Cette approche ne remet pas en question les compétences du médecin généraliste. Il est évident que la valorisation du rôle du médecin généraliste est très importante pour l’avenir de notre système de soins. Elle doit se faire de façon constructive, en lui redonnant la place de médecin de famille qui lui revient, sans oublier que l’augmentation du nombre de personnes âgées augmente forcément son recrutement.
Une bonne gestion des soins ne doit pas se faire en paupérisant la Pédiatrie générale qui a fait la preuve de son intérêt. Elle devrait au contraire reconnaître la compétence des pédiatres pour prévenir et traiter les complications physiques et psychiques de la puberté qui coûtent très cher à notre société.
CONCLUSION
La réforme de la législation internationale apportée par la Convention sur les Droits de l’Enfant qui a été ratifiée en 1989 mérite que nous fassions très attention aux conséquences qu’elle aura forcément sur l’organisation de nos structures de soins, notamment hospitalières.

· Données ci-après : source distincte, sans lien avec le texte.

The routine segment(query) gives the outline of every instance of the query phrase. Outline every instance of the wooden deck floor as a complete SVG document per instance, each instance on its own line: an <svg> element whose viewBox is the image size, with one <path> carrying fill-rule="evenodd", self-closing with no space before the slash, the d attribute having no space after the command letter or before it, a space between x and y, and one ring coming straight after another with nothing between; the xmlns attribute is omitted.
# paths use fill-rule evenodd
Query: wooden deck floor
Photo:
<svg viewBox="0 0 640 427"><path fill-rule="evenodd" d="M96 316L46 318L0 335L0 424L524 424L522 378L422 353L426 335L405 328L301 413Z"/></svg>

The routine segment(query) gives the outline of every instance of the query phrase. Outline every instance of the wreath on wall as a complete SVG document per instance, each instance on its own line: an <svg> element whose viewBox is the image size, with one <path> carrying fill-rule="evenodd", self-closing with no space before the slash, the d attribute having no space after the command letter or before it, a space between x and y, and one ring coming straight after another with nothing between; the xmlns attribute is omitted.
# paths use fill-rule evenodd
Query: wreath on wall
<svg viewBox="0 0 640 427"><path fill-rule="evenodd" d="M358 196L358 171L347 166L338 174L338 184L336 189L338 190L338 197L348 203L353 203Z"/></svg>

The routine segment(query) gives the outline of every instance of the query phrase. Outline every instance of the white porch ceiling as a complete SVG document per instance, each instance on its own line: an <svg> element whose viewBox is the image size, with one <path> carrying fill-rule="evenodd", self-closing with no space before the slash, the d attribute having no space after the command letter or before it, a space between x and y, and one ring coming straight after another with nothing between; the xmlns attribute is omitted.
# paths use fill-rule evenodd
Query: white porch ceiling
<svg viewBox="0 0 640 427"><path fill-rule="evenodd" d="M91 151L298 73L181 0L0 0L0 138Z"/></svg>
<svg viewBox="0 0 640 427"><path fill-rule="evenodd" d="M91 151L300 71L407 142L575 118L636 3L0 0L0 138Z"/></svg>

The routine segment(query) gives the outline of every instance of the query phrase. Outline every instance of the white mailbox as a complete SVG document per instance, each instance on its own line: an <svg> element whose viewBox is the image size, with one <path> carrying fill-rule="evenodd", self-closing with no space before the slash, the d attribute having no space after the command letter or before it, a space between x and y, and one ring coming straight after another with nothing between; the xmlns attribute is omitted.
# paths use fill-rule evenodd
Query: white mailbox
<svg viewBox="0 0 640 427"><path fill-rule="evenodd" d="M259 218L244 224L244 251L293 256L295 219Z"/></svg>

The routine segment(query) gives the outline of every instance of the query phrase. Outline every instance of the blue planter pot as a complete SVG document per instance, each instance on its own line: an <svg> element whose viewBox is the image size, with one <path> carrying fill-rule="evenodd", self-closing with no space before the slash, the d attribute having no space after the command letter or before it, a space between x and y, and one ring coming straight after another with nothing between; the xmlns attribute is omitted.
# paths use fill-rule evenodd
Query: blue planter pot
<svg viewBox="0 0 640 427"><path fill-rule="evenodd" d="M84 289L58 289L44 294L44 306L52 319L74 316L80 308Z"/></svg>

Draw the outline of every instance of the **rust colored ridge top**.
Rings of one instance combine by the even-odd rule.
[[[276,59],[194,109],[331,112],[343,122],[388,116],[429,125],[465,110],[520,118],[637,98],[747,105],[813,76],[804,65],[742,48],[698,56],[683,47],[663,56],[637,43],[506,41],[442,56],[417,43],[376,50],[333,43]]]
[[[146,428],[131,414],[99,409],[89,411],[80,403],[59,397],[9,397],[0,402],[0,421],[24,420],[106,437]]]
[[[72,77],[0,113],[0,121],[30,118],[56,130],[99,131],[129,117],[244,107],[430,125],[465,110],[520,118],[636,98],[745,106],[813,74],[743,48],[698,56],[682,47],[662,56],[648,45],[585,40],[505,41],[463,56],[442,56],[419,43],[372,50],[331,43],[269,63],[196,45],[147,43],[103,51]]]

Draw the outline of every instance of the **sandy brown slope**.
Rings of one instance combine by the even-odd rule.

Cette nouvelle convention répond à des besoins internationaux dont l’expression locale est très variable, mais qui répondent de toute façon à une évolution de l’idée que nous nous faisons de l’Homme. Notre obligation est de la respecter si nous voulons qu’elle le soit ailleurs dans tous les domaines. Il faut donc organiser notre société en conséquence.
La Convention des droits de l’enfant n’est pas simplement faite pour le Tiers monde. Elle doit être respectée par tous les États signataires, dont la France, qui a aussi sa part de misère sociale et d’injustice d’une part et sa part d’incohérence dans l’organisation générale de la société d’autre part. Cela est d’autant plus important que le respect de cette Convention peut apporter un éclairage nouveau sur notre avenir, notamment dans l’organisation des soins en France avec le souci d’améliorer la qualité de la prise en charge de la population et d’améliorer la rentabilité des structures de soins actuelles, notamment hospitalières.
Cela ne veut pas dire qu’il faut opposer les hôpitaux faits pour les adultes et les hôpitaux d’enfants. Il faut au contraire avoir beaucoup plus de souplesse dans l’imagination des futures structures hospitalières en s’appuyant avant tout sur la compétence des praticiens et des personnels soignants. Il faut pour cela valoriser le rôle des soignants prenant en charge les enfants aussi bien à l’hôpital qu’en dehors, qu’ils soient spécialistes ou non. Il faut pour cela leur donner les moyens et la reconnaissance indispensable pour l’exercice de leur art et leur renouvellement au sein des nouvelles générations. Cela mérite un autre débat.